Accountants Explain What they Want to See in the Spring Budget
- Should scrap the phased reduction of the pension annual allowance; people need to be encouraged to save for the future in order to be self-sufficient in retirement and not rely on the state pension. This could be simplified by making the pension allowance a flat £25,000 and the ISA allowance also a flat £25,000 for everyone; taxation is a less volatile component over the personal lifecycle.
- Could cap the amount that can be withdrawn from pensions tax-free at retirement.
Property/Stamp Duty Land Tax (SDLT)
- Should use the tax system to boost the supply of affordable housing by introducing capital taxation reliefs to incentivise landowners and developers to assist local authorities in meeting their affordable housing targets.
- Should allow mortgage interest tax relief for landlords that supply low cost/affordable housing.
- Should introduce a 20% Capital Gains Tax (CGT) rate on property sales made to first time buyers of properties worth less than £450,000 in Greater London and £250,000 elsewhere.
- Should scrap SDLT and CGT/Corporation Tax on the sale of land for residential development where the landowner/developer jointly works to meet local authorities’ targets on affordable housing numbers.

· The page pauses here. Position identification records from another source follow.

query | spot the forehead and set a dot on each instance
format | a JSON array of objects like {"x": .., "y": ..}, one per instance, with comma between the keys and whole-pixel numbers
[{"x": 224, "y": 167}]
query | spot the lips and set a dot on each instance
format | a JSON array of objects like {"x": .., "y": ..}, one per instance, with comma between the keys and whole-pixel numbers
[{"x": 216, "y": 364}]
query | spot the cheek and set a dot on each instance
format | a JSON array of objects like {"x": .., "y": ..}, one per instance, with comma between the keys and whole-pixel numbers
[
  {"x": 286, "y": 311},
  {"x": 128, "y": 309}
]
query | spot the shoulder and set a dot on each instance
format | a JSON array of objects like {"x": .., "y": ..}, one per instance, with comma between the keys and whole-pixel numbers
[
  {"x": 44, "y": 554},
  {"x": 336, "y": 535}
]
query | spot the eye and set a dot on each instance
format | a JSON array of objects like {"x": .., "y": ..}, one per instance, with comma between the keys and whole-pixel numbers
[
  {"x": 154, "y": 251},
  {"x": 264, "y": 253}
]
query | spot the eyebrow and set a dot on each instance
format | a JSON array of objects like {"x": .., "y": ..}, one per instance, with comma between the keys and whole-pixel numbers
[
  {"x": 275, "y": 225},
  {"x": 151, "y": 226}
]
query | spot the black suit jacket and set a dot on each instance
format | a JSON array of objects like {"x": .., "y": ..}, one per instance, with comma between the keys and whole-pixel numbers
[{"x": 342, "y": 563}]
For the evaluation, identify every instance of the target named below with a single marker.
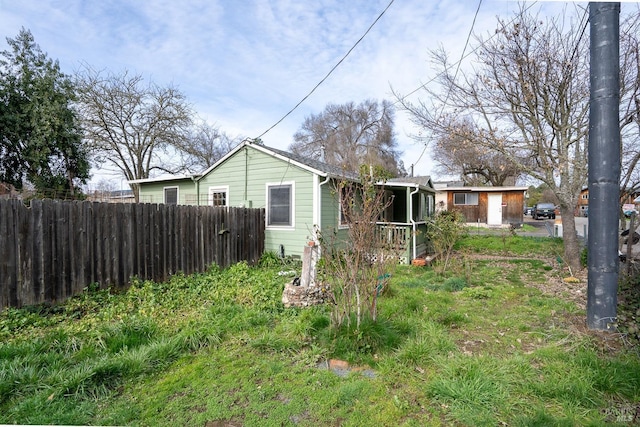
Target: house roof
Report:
(164, 178)
(423, 182)
(480, 189)
(312, 165)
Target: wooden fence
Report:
(54, 249)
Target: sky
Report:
(243, 64)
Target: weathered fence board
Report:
(53, 249)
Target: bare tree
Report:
(529, 93)
(356, 268)
(461, 153)
(133, 126)
(351, 135)
(630, 103)
(205, 145)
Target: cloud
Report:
(244, 64)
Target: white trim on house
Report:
(315, 211)
(163, 178)
(164, 194)
(292, 205)
(265, 150)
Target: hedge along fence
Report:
(54, 249)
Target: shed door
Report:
(494, 209)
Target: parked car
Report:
(543, 210)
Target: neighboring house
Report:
(493, 206)
(298, 194)
(583, 203)
(441, 193)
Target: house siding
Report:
(153, 192)
(512, 206)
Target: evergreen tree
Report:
(40, 134)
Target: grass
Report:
(482, 344)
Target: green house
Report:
(299, 197)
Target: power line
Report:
(330, 71)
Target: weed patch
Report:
(498, 339)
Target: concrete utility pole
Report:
(604, 166)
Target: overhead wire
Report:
(462, 56)
(457, 64)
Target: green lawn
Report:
(497, 339)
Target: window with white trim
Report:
(280, 205)
(344, 207)
(465, 199)
(219, 196)
(170, 195)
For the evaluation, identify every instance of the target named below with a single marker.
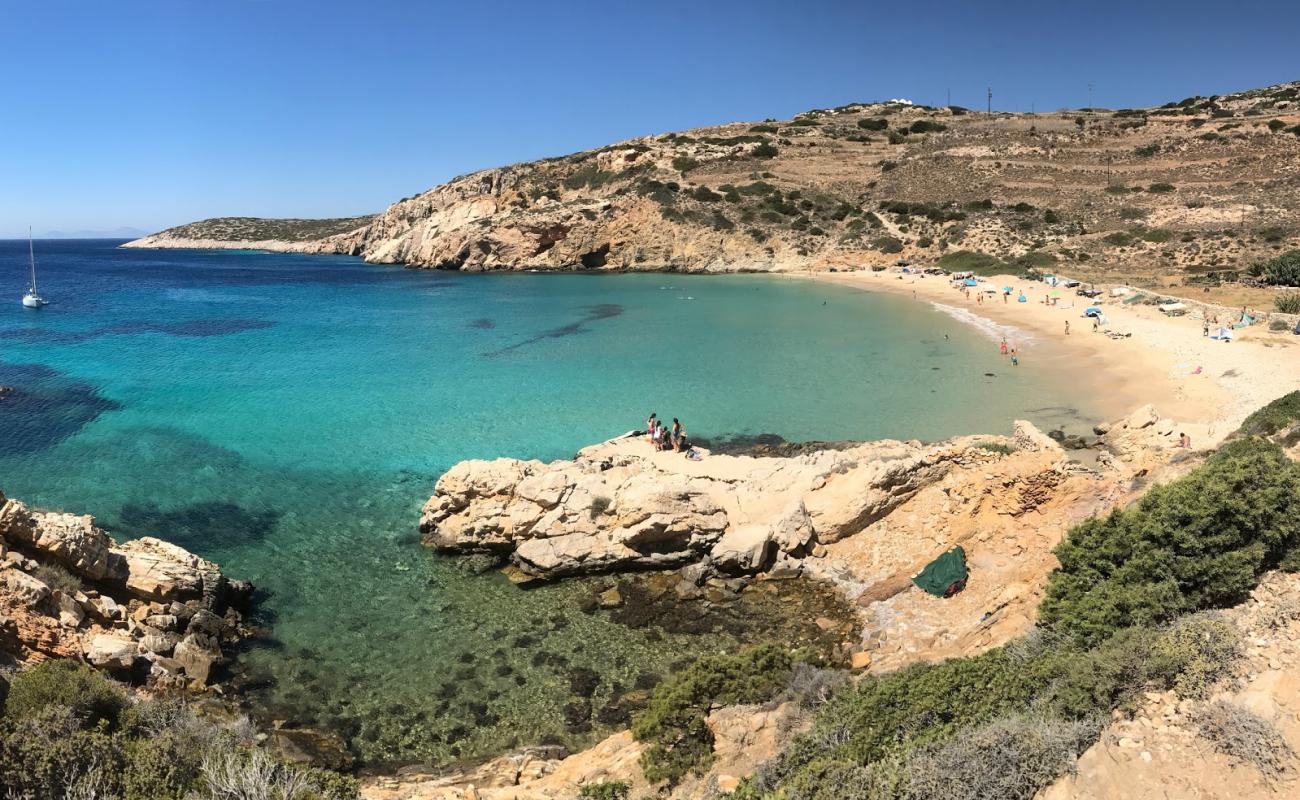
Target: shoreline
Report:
(1157, 366)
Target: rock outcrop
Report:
(144, 609)
(854, 186)
(620, 506)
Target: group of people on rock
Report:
(662, 437)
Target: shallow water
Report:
(287, 416)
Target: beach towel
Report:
(945, 575)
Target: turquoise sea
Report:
(287, 416)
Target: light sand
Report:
(1156, 366)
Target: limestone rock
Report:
(70, 539)
(157, 570)
(113, 652)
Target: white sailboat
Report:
(33, 298)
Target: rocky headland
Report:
(863, 518)
(1204, 185)
(143, 610)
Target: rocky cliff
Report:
(1194, 186)
(143, 609)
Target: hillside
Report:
(1165, 194)
(252, 229)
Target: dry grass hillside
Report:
(1191, 191)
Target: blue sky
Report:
(156, 112)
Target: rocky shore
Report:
(143, 610)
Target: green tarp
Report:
(945, 575)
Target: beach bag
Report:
(945, 575)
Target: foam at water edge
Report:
(993, 331)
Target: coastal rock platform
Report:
(143, 610)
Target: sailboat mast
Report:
(31, 259)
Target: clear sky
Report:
(155, 112)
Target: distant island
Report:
(1192, 189)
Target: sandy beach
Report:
(1208, 386)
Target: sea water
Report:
(287, 415)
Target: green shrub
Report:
(1273, 418)
(921, 126)
(92, 700)
(684, 163)
(606, 790)
(971, 260)
(888, 245)
(1244, 736)
(1197, 543)
(1282, 271)
(1010, 759)
(1194, 653)
(672, 723)
(1287, 303)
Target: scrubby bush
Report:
(1282, 271)
(684, 163)
(672, 723)
(1199, 543)
(927, 126)
(1242, 735)
(606, 790)
(1009, 759)
(888, 245)
(1287, 303)
(973, 260)
(1273, 418)
(66, 731)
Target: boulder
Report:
(161, 571)
(198, 653)
(26, 589)
(115, 652)
(68, 537)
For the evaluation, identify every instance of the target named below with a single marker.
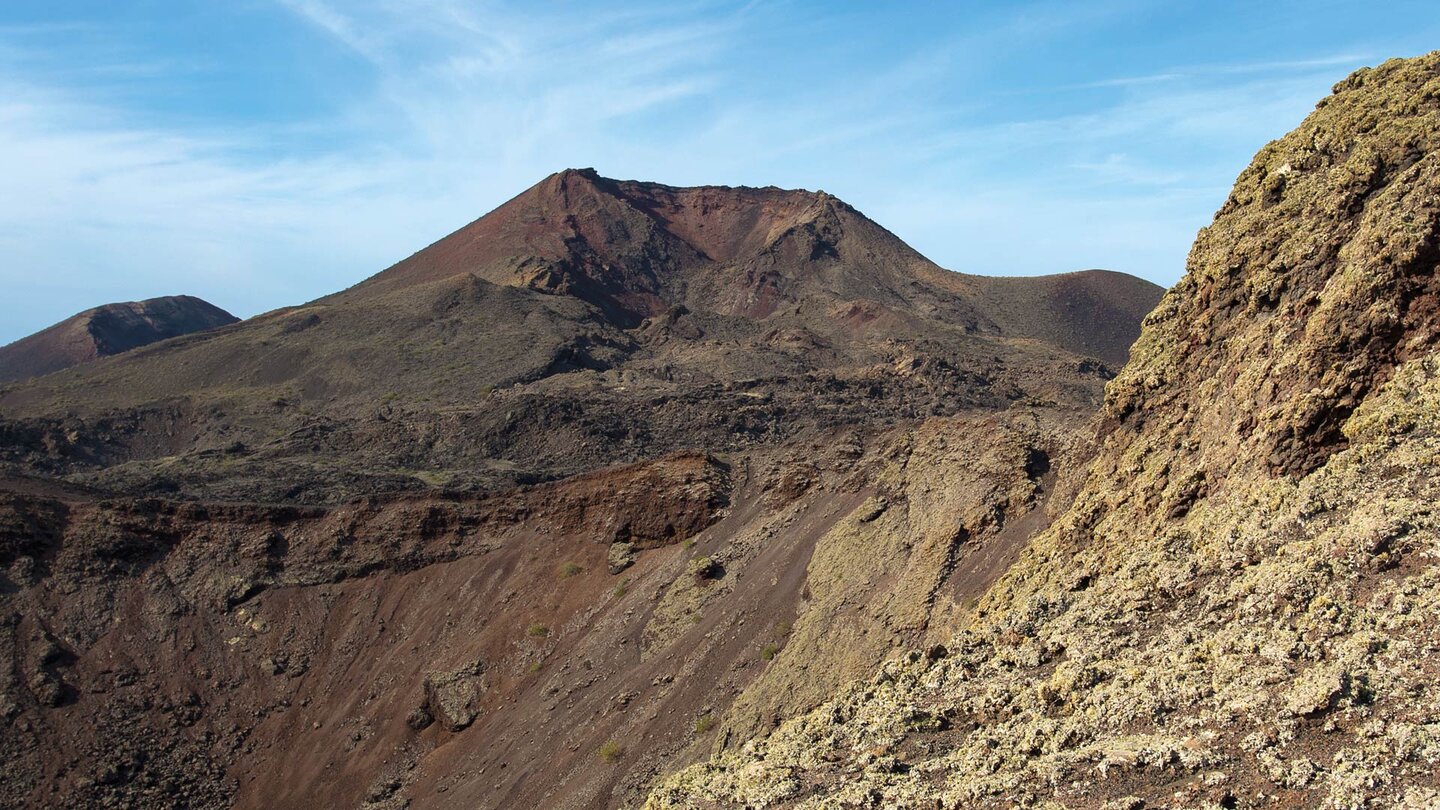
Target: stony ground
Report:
(1237, 610)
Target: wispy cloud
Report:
(439, 110)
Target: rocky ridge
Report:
(1237, 607)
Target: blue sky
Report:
(261, 153)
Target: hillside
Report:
(1237, 608)
(585, 323)
(107, 330)
(612, 476)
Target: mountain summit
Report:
(108, 330)
(611, 474)
(582, 323)
(638, 250)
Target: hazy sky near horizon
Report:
(261, 153)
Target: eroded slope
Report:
(1239, 607)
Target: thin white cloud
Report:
(467, 104)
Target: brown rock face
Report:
(614, 477)
(108, 330)
(585, 323)
(1237, 608)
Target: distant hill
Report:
(586, 322)
(108, 330)
(611, 476)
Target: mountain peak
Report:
(105, 330)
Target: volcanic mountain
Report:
(107, 330)
(586, 322)
(612, 477)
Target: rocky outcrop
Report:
(1237, 607)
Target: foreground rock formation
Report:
(614, 477)
(107, 330)
(1239, 606)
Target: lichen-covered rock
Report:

This could be extended to all land where reasonable mixed use is evident, such as shops, schools and doctors’ surgeries. No distinction between greenfield and regeneration land, but greenbelt land should remain subject to tax. Truly redundant commercial buildings, such as telephone exchanges, ex-airfields, mills, etc. should also be converted or developed into housing.
- Should significantly increase the 10% threshold for SDLT from £925,000 to £1.5m, or even £2m (to the sort of level originally regarded as mansion tax).
National Insurance (NI) and Income Tax
- Could align NI and Income Tax rates so the least well off are taken out of paying NI.
- Could increase employers’ NI to 15% on salaries paid to executives over £150,000 per year, to try to discourage corporates paying most of the wages to a few highest paid employees.
- Could decrease employers’ NI to 10% on salaries paid to employees on the living wage, to both encourage employers to pay the living wage and help offset the cost.
- Could further accelerate Corporation Tax payment dates for the largest companies.
- Could reduce Corporation Tax further to encourage businesses to establish in the UK. The quid pro quo to this is that HM Revenue & Customs (HMRC) might increase the Corporation Tax rate for investment companies to keep the overall yield, particularly those holding fixed asset real estate.